AM GOLD INC. (TSX-V: AMG; Frankfurt: AMX) (“AM Gold” or the “Company” announced today the approval by its board of directors (the “Board”) of an advance notice policy (the “Policy”) dated October 30, 2012, which includes, among other things, a provision that requires advance notice be given to the Company in circumstances where nominations of persons for election to the Board are made by shareholders of the Company other than pursuant to: (i) a requisition of a meeting made pursuant to the provisions of the Business Corporations Act (British Columbia) (the “Act”); of (ii) a shareholder proposal made pursuant to the provisions of the Act.

Additionally, the Policy sets a deadline by which holders of record of common shares of the Company must submit director nominations to the Company prior to any annual or special meeting of shareholders, sets forth the information that a shareholder must include in the notice to the Company, and establishes the form in which the shareholder must submit the notice for that notice to be in proper written form.

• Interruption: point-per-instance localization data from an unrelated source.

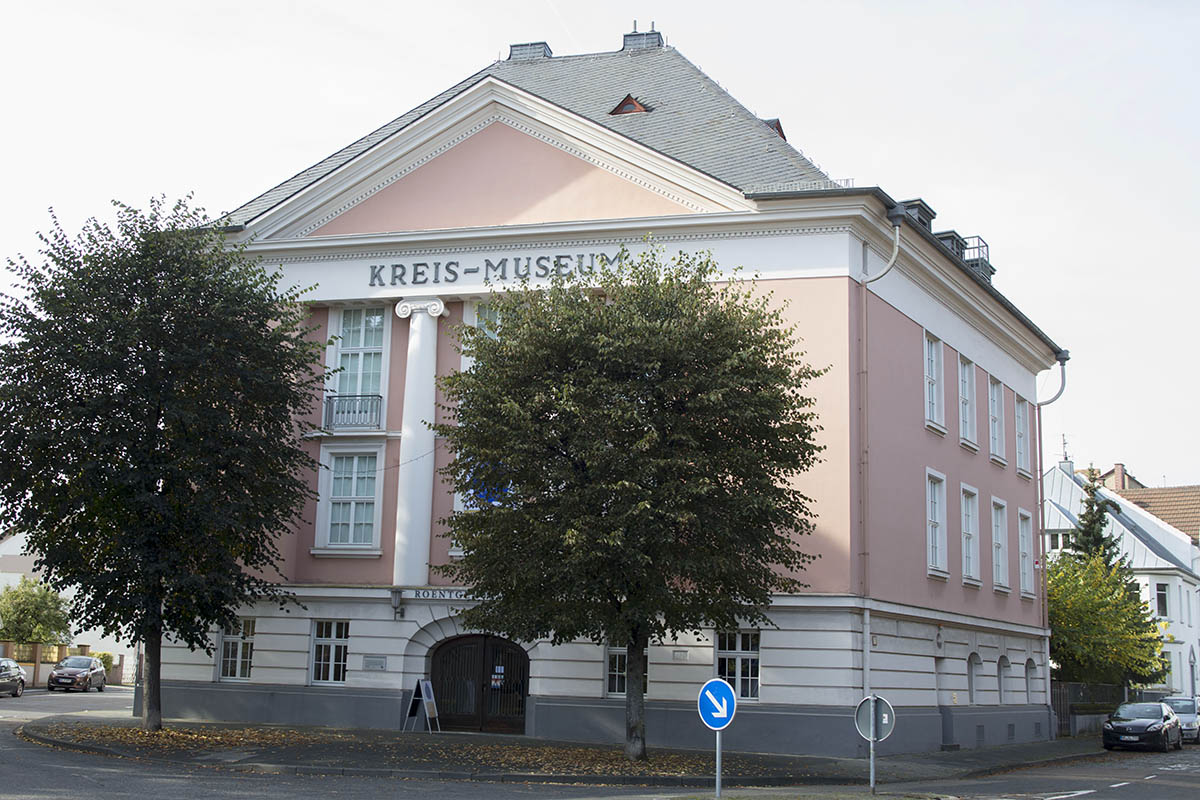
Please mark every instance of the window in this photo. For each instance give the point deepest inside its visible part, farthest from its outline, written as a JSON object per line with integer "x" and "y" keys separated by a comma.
{"x": 618, "y": 665}
{"x": 358, "y": 397}
{"x": 1021, "y": 427}
{"x": 1025, "y": 541}
{"x": 975, "y": 665}
{"x": 349, "y": 510}
{"x": 737, "y": 661}
{"x": 934, "y": 411}
{"x": 970, "y": 509}
{"x": 330, "y": 647}
{"x": 966, "y": 401}
{"x": 237, "y": 649}
{"x": 995, "y": 417}
{"x": 999, "y": 543}
{"x": 935, "y": 522}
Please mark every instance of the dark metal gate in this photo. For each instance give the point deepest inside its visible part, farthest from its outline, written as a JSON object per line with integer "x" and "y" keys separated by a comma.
{"x": 480, "y": 684}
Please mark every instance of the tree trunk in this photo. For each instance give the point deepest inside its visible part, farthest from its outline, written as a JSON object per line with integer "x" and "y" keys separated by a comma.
{"x": 151, "y": 689}
{"x": 635, "y": 698}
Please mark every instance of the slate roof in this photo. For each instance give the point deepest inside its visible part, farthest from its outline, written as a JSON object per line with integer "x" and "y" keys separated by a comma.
{"x": 1176, "y": 505}
{"x": 693, "y": 120}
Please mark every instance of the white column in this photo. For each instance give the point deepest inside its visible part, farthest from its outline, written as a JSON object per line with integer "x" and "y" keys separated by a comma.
{"x": 414, "y": 500}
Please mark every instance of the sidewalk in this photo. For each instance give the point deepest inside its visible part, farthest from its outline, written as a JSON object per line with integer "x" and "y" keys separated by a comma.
{"x": 489, "y": 757}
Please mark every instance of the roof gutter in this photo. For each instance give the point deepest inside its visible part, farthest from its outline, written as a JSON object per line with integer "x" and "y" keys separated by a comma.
{"x": 1060, "y": 354}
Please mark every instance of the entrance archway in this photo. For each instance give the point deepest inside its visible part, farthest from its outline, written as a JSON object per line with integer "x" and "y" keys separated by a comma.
{"x": 480, "y": 683}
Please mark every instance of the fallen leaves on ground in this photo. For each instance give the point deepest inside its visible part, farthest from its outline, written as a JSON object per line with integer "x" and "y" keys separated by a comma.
{"x": 372, "y": 749}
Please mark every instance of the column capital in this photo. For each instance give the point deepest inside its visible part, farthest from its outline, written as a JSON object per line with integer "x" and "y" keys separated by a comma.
{"x": 433, "y": 306}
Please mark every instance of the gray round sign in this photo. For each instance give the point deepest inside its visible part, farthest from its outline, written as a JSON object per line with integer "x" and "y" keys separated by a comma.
{"x": 885, "y": 719}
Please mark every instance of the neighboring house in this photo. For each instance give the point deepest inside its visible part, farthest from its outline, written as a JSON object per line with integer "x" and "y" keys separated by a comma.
{"x": 925, "y": 590}
{"x": 1165, "y": 560}
{"x": 15, "y": 565}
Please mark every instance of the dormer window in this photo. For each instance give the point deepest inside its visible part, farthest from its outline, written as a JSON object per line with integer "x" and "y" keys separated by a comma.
{"x": 628, "y": 106}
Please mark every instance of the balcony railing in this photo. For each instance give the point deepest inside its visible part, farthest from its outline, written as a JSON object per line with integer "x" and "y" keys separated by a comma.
{"x": 353, "y": 411}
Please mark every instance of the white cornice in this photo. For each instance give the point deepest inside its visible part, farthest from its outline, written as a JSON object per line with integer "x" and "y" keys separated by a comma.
{"x": 491, "y": 100}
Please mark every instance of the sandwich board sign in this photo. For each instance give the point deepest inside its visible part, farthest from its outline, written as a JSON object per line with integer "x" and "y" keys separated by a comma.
{"x": 423, "y": 702}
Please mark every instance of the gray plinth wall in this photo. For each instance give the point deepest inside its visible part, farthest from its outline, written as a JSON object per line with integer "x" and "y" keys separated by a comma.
{"x": 809, "y": 729}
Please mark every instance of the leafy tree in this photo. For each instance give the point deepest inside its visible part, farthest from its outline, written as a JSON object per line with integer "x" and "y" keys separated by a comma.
{"x": 151, "y": 379}
{"x": 1091, "y": 537}
{"x": 1101, "y": 632}
{"x": 631, "y": 440}
{"x": 31, "y": 613}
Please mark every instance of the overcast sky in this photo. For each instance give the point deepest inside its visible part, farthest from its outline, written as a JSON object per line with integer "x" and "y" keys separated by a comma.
{"x": 1063, "y": 133}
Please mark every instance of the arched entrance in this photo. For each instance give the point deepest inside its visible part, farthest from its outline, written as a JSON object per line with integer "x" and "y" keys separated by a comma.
{"x": 480, "y": 683}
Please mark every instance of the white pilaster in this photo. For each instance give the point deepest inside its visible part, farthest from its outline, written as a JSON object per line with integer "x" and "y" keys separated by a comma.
{"x": 414, "y": 500}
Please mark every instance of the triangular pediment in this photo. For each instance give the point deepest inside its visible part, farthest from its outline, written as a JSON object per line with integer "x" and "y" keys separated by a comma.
{"x": 495, "y": 156}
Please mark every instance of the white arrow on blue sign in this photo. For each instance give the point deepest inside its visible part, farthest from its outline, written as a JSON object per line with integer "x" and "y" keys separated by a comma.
{"x": 717, "y": 703}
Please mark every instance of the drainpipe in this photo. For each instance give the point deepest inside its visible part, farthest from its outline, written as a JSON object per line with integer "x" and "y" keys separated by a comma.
{"x": 1062, "y": 356}
{"x": 895, "y": 215}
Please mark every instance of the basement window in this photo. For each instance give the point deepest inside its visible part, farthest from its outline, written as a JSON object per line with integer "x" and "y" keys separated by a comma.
{"x": 628, "y": 106}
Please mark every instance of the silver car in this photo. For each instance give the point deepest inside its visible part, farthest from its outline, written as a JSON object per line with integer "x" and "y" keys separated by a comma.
{"x": 1186, "y": 709}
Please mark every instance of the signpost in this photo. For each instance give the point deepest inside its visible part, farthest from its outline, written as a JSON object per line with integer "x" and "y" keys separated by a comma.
{"x": 875, "y": 720}
{"x": 717, "y": 704}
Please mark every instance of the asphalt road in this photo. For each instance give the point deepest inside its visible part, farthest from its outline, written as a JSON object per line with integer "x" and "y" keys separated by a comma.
{"x": 30, "y": 771}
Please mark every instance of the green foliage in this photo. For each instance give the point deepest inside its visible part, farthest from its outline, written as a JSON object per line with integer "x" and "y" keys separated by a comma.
{"x": 1091, "y": 537}
{"x": 33, "y": 613}
{"x": 105, "y": 659}
{"x": 633, "y": 440}
{"x": 1099, "y": 631}
{"x": 151, "y": 379}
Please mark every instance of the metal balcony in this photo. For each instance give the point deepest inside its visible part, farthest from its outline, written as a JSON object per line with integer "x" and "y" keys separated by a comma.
{"x": 353, "y": 411}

In the case of an annual meeting of shareholders, notice to the Company must be made not less than 30 days nor more than 65 days prior to the date of the annual meeting. However, in the event that the annual meeting is to be held on a date that is less than 50 days after the date on which the first public announcement of the date of the annual meeting was made, notice may be made not later than the close of business on the 10th day following such public announcement.

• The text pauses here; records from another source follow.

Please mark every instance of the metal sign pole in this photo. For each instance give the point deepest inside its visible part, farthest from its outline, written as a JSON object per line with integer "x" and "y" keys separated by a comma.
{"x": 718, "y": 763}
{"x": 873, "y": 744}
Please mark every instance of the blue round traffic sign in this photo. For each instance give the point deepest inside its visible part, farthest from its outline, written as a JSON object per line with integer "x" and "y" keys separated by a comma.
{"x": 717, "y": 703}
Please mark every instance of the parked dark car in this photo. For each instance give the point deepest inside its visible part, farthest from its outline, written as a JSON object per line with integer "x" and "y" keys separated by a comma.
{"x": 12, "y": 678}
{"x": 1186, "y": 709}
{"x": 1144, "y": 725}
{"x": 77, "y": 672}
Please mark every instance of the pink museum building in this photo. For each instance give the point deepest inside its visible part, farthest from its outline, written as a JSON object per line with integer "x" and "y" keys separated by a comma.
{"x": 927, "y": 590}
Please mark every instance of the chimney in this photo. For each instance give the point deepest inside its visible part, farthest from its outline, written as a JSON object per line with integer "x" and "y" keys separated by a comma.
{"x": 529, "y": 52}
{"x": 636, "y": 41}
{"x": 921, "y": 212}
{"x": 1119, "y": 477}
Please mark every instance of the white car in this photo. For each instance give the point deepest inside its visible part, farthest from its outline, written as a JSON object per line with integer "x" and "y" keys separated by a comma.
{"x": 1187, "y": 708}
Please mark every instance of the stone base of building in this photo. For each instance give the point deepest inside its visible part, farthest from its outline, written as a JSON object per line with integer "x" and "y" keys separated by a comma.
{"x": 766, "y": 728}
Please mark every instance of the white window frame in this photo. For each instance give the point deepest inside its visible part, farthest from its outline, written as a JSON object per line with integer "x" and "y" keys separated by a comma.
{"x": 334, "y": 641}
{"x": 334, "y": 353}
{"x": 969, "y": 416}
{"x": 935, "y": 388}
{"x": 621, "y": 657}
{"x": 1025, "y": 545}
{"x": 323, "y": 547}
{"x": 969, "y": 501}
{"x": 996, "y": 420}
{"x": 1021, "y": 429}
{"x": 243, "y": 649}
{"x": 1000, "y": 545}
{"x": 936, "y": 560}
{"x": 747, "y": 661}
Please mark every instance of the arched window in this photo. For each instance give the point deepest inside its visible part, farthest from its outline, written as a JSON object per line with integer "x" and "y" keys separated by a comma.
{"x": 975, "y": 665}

In the case of a special meeting of shareholders (which is not also an annual meeting) notice to the Company must be made not later than the close of business on the 15th day following the day on which the first public announcement of the date of the special meeting was made.

The Policy is effective as of the date it was approved.  With respect to the annual and special meeting of the shareholders (the “Meeting”) to be held on November 26, 2012, any notice delivered to the Company prior to the close of business on November 9, 2012 shall be deemed to have been timely delivered.

The full text of the Policy is available via SEDAR at www.SEDAR.com.

Further details regarding the Meeting are contained in a Management Information Circular that will be mailed to shareholders of the Company and will be filed on SEDAR.

ON BEHALF OF AM GOLD INC.

/s/ “John Fiorino”           

John Fiorino
Chief Executive Officer

For further information on AM Gold, please contact Murray Caruth at 1-604-646-0067 or by email at [email protected], or visit AM Gold’s website at: http://amgold.ca.

Cautionary Statement Regarding “Forward-Looking” Information

Some of the statements contained in this press release are forward-looking statements and information within the meaning of applicable securities laws. Forward-looking statements and information can be identified by the use of words such as “expects”, “intends”, “is expected”, “potential”, “suggests” or variations of such words or phrases, or statements that certain actions, events or results “may”, “could”, “should”, “would”, “might” or “will” be taken, occur or be achieved.  Forward-looking statements and information are not historical facts and are subject to a number of risks and uncertainties beyond the Company’s control.  Actual results and developments are likely to differ, and may differ materially, from those expressed or implied by the forward-looking statements contained in this news release. Accordingly, readers should not place undue reliance on forward-looking statements. The Company undertakes no obligation to update publicly or otherwise revise any forward-looking statements, except as may be required by law.

Neither TSX Venture Exchange nor its Regulation Services Provider (as that term is defined in policies of the TSX Venture Exchange) accepts responsibility for the adequacy or accuracy of this release.